A federal court struck down part of a Utah law on Friday that prohibits “cohabitation” between a married person and another adult not his or her spouse, and some conservatives are not too happy about it.
According to CNN, the suit brought by the Browns – stars of “Sister Wives” on TLC – saying it violates constitutional rights of due process and religious freedom.
Former Republican presidential candidate Rick Santorum, who in the past has argued polygamy is the antithesis of a traditional family, acknowledged the ruling Sunday.
"Sometimes I hate it when what I predict comes true," the former U.S. senator tweeted.
Tony Perkins, president of the Family Research Council, also sounded off on the law, saying that it could lead to “consequences of redefining marriage.”
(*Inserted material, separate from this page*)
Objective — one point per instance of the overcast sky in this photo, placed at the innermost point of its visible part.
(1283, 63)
In striking down the part of the law, Judge Clark Waddoups cited a Supreme Court landmark gay rights case Lawrence v. Texas, which ruled that anti-sodomy laws were unconstitutional.
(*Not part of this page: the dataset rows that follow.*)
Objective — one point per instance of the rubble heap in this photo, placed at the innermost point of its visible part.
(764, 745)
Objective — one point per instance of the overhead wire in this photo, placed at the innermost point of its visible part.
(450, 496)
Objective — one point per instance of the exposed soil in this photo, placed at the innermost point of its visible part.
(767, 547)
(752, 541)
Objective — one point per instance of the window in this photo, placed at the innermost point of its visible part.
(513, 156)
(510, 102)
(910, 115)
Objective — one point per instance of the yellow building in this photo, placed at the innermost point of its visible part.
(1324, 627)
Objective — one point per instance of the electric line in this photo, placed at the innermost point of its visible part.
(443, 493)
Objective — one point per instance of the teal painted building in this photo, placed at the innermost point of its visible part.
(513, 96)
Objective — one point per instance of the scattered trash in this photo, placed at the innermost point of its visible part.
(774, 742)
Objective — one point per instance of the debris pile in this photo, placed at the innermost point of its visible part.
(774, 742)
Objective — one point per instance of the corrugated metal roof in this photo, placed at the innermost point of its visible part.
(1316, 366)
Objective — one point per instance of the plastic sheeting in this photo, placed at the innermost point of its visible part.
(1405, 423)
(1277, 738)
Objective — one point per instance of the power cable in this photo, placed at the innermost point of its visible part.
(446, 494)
During that Supreme Court ruling in 2003, Santorum told the Associated Press that decriminalizing sodomy would allow "right to polygamy" and other sexual acts.
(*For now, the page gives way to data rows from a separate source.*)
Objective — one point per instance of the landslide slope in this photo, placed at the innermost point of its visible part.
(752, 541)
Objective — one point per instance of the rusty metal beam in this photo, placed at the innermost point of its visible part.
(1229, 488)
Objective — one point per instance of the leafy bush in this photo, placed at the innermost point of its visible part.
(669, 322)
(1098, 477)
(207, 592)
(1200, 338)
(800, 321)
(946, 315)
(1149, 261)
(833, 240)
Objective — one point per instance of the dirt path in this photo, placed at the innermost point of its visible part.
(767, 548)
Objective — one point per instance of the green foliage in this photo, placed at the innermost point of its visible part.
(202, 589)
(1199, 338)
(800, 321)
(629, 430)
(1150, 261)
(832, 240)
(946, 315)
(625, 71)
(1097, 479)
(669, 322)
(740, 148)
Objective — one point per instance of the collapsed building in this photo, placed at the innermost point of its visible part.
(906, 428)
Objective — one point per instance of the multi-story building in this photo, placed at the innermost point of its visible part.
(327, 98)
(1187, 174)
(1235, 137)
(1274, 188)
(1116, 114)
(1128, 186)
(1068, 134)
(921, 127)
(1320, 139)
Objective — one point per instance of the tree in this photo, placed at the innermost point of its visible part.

CNN notes Waddoups' ruling does not ban bigamy "in the literal sense - the fraudulent or otherwise impermissible possession of two purportedly valid marriage licenses for the purpose of entering into more than one purportedly legal marriage."
Utah’s own Republican Gov. Gary Herbert expressed his concern over the ruling, telling The Salt Lake Tribune he would “much rather see decisions on social issues” made by the Legislature instead of the courts, but still needs “to understand the arguments and logic” behind the decision.
Religious groups also criticized the ruling.
"This is what happens when marriage becomes about the emotional and sexual wants of adults, divorced from the needs of children for a mother and a father committed to each other for life," said Russell Moore, of the Southern Baptist Convention.